Lisa Tusa, MTSS Coordinator
Implementing a multi-tiered system of support without an intervention planning process is like trying to teach a class without a lesson plan. If you don't know where you're going (or have a plan for getting there), you won't be able to effectively support students.
Intervention plans are typically used as part of student support team processes for MTSS. Once a caring adult determines that a student needs targeted support, the next step is to create an intervention plan.
What Is an Intervention Plan?
An intervention plan is a blueprint for helping a student build specific skills or reach a goal. In other words, it's an action plan.
In general, intervention plans include a goal, intervention strategy, timeline, and progress monitoring method.

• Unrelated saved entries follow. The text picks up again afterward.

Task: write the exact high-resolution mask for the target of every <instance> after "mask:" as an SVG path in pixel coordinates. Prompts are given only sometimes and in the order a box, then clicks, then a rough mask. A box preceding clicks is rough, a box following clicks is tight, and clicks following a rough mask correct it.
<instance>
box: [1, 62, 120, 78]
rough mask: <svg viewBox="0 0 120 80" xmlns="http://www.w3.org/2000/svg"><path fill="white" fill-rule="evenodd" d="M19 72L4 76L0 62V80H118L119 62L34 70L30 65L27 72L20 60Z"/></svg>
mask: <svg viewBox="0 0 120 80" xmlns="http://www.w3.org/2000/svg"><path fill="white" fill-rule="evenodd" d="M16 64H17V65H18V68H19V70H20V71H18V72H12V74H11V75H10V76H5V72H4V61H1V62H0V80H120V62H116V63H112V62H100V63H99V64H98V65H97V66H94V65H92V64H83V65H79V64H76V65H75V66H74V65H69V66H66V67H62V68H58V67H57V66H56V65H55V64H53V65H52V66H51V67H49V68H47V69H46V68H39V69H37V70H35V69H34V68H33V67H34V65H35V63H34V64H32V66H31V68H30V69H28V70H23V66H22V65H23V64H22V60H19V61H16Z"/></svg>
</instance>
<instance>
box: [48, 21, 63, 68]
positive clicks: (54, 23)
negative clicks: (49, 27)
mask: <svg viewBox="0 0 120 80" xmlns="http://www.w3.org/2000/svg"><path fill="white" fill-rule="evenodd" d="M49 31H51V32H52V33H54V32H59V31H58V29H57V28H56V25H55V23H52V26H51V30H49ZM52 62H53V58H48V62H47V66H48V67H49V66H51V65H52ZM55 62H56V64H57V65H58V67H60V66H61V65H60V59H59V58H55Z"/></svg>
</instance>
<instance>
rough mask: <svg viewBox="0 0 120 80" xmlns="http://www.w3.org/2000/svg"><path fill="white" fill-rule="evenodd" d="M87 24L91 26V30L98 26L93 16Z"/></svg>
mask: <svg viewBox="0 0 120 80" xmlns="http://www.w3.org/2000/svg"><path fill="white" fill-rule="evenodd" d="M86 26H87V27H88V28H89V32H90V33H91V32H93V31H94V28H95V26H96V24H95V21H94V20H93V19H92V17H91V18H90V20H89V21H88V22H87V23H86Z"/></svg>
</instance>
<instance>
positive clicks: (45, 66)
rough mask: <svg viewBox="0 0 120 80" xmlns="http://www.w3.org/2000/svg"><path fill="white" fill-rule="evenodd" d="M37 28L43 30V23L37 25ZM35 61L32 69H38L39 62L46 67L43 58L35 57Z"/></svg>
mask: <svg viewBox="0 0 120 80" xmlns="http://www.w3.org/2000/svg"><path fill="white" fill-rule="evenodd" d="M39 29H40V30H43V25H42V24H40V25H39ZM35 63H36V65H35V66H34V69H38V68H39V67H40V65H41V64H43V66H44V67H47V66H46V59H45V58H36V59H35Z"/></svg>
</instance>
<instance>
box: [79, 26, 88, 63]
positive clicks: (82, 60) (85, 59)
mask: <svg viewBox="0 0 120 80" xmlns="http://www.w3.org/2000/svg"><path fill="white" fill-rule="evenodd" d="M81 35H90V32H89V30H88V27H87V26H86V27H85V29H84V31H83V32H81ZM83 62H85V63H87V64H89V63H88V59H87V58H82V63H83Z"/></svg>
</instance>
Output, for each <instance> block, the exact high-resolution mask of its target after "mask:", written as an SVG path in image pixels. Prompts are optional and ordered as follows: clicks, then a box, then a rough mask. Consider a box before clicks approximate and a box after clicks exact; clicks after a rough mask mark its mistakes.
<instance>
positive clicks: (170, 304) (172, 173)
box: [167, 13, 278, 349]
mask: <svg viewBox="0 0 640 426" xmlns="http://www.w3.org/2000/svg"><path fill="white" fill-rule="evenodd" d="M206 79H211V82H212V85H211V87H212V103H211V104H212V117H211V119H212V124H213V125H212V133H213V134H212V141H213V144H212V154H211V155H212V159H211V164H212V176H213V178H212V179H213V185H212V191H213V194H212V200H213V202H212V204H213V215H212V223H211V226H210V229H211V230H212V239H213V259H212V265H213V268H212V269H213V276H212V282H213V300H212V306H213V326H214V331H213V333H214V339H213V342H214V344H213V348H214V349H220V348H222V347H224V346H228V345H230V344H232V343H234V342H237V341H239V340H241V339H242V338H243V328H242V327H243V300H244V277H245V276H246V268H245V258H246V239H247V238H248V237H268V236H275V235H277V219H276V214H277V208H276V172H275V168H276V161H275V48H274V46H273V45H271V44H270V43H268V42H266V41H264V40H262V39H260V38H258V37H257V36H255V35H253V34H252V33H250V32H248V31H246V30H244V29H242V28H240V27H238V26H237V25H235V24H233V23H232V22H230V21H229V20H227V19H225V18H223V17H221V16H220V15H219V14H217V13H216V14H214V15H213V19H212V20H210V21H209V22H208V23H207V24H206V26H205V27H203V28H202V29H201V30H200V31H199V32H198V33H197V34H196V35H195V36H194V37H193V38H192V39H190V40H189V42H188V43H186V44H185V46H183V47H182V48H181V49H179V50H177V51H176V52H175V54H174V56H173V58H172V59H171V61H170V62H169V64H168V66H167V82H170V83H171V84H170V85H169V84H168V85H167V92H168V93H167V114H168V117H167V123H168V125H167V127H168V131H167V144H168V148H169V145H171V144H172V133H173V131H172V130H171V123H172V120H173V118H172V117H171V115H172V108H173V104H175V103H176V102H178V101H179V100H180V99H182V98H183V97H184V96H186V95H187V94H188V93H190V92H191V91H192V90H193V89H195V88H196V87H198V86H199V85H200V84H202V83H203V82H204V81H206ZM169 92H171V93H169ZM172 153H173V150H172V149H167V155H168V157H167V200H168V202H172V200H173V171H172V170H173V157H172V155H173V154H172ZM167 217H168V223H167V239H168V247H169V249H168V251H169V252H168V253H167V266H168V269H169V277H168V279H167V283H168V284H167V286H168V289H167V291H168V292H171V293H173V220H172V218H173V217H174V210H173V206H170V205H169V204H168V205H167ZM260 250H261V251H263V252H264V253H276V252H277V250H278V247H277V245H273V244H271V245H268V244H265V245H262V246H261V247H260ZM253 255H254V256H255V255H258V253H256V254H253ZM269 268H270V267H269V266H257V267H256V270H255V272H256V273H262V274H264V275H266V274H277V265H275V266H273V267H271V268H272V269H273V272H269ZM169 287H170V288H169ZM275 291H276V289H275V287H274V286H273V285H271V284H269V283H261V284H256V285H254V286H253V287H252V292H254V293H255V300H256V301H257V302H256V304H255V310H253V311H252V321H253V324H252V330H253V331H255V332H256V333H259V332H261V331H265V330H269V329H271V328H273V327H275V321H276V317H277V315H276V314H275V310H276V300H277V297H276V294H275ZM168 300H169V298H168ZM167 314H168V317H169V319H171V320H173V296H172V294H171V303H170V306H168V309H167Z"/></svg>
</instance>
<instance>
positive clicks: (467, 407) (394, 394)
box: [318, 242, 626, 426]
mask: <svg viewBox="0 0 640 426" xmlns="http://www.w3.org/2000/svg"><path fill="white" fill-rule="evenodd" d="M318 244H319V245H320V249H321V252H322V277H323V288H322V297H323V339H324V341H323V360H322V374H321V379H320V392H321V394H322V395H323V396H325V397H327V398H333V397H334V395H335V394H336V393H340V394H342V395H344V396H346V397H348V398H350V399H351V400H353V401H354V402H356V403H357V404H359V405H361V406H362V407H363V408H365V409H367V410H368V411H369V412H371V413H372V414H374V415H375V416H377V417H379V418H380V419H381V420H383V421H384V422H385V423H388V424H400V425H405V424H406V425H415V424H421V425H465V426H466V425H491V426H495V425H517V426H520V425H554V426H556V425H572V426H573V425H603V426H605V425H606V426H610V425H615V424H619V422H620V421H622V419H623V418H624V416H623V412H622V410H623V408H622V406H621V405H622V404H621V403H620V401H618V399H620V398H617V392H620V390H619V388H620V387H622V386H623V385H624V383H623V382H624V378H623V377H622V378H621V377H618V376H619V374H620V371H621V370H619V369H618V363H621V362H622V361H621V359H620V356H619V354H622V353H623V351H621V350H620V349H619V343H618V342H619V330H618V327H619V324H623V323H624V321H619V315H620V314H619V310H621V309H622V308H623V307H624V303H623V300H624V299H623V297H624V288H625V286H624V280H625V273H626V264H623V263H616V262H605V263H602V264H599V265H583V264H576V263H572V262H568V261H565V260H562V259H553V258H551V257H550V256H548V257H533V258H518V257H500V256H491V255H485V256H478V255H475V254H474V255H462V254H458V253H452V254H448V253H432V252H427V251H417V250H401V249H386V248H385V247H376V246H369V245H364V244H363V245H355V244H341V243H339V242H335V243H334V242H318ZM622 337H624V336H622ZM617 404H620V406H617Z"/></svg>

What Makes a Good Intervention Plan?
Before you get started building an intervention plan, make sure you have the necessary data! Look at the student's progress across multiple dimensions—academics, social-emotional learning, behavior, and attendance. This can help you make more informed decisions about what the student needs. In addition to being data informed, good intervention plans are measurable and time-bound. You'll want a clear way to measure if the student is progressing, and a plan for how long you'll deliver the intervention. The goals is to reach a decision point at the end of an intervention plan. Maybe the student has met their goal, and you can close out their intervention plan. Maybe the student is progressing, but the intervention should continue. Or, maybe the current intervention plan isn't working and it is time to rethink the strategies in place.